Pendant ce temps, les Jésuites se livraient à des traductions, à la direction de collèges, qui au tout début étaient au nombre de trois, avec 80 élèves, à l'évangélisation des zones païennes, comme les Agaw, qui obtinrent de l'empereur la promesse d'être protégés dans la mesure où ils accepteraient les Jésuites. Dans la correspondance de ces derniers, deux thèmes commencèrent à se faire jour: le problème du patriarcat catholique et celui d'un appui militaire. Le Négus demandait 1 500 soldats espagnols, grâce auxquels il pensait pouvoir se débarrasser de ses ennemis.

Les difficultés croissantes, au lieu de calmer le zèle du souverain, excitèrent plutôt son amour-propre et son activisme. D'abord, il interdit l'observance du sabbat, puis, alors que croissaient les protestations des populations Damot21 , il proclama son adhésion au catholicisme. La cérémonie se passa solennellement le 2 novembre 1621. Dans un cadre fastueux, le trésorier impérial Mälke'a Krestos rappela les erreurs christologiques et la triste fin des ennemis de l'orthodoxie; il proclama valide pour le royaume la condamnation de Dioscore à Chalcédoine. La seule vraie doctrine était celle des deux natures en Jésus-Christ, doctrine non importée, mais enseignée depuis toujours en Ethiopie. La conclusionn fut: « elle est la foi de l'empereur et c'est aussi notre foi»22.

Dans l'intervalle, le Père Paez étant mort en 1622, la mission manquait d'ouvriers, au point qu'il ne restait plus que quatre prêtres et un frère.
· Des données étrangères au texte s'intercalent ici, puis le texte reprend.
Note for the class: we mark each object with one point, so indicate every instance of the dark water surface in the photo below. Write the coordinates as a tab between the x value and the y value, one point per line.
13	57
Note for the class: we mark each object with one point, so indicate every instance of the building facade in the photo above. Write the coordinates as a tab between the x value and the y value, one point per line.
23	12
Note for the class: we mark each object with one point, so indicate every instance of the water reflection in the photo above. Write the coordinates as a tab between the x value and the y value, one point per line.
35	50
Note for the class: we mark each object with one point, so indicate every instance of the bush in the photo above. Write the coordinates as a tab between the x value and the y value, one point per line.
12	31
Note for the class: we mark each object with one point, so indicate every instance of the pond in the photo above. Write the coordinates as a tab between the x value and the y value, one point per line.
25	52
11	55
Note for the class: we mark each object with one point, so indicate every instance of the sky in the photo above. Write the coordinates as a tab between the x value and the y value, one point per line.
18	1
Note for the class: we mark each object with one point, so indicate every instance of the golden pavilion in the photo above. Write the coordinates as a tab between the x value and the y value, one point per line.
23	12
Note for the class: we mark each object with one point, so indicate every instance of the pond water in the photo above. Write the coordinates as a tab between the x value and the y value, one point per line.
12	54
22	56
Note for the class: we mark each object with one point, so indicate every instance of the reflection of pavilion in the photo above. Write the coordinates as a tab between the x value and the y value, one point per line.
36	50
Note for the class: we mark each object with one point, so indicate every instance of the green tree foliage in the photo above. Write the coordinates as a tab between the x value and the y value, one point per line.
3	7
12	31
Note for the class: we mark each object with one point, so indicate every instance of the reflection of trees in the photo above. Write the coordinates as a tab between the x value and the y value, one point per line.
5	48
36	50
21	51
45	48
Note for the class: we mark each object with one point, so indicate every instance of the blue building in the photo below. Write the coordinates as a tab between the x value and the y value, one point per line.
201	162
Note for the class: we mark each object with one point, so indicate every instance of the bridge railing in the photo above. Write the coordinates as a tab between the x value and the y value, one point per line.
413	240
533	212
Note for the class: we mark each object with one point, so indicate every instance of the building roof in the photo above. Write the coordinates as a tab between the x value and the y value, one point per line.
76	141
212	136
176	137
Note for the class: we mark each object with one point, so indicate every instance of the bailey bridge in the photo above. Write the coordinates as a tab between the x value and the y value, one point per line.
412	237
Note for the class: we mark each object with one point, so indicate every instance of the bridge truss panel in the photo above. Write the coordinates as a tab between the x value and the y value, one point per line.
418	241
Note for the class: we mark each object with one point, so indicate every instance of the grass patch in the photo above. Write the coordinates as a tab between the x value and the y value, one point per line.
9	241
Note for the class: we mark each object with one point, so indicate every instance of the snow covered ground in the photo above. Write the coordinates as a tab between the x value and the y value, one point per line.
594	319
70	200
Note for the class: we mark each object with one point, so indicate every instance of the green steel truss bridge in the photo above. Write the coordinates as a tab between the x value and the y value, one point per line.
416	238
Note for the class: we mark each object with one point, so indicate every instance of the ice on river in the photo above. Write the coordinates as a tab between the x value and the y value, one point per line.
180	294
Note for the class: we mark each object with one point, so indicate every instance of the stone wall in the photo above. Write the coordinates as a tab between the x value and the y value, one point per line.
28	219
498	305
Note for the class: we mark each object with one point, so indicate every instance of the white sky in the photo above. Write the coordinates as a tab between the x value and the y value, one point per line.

La Compagnie de Jésus fit un effort et envoya un groupe important de missionnaires; en même temps elle proposait à Philippe IV une liste de candidats pour le poste de patriarche. Le choix porta sur Alfonso Mendez (1579-1639), un bon théologien d'Evora, qui toutefois n'avait aucune notion de l'Ethiopie. Il fut consacré, en même temps que son coadjuteur Diego Seco, le 12 mars 1623. On avait choisi en même temps un second coadjuteur, en la personne de Juan da Rocha. Il avait été rarement choisi des personnes aussi peu faites pour ces fonctions. Mendez aurait dû par exemple arriver à Goa incognito, car les espions des Turcs veillaient et auraient pu en faire une bonne proie. Au contraire, il se laissa tenter par la manie de l'ostentation et se présenta avec tous les insignes pontificaux. Puis il se mit à disputer avec les Pères pour des questions économiques.

Finalement il débarqua en Ethiopie (1625), où, avec son nouveau personnel, était déjà en route un processus de latinisation accentuée. Un Jésuite, fait inouï, fut nommé supérieur de tous les monastères et de toutes les églises de l'empire. Dès le début, les nouveaux missionnaires s'imaginèrent que l'Eglise Ethiopienne n'administrait pas validement les sacrements. On se mit à expurger le missel éthiopien et à limiter le jeûne que les Ethiopiens avaient méticuleusement conservé depuis des siècles. Comme les missionnaires doutaient de la validité des sacrements, on choisit la solution “la plus sûre”, celle de rebaptiser les chrétiens et de ré-ordonner leurs prêtres.

Mendez, à la différence de Paez qui s'était comporté avec prudence, au lieu d'examiner d'abord la situation et d'apprendre la langue et les usages du pays, agit dès le début sans aucun tact, se comportant plus en autocrate qu'en pasteur. Au lieu de solliciter des avis, il imposa ses volontés. Il se crut revêtu d'une autorité absolue. Le Pape lui-même, à Rome, n'était pas aussi décidé et aussi péremptoire que le nouveau patriarche.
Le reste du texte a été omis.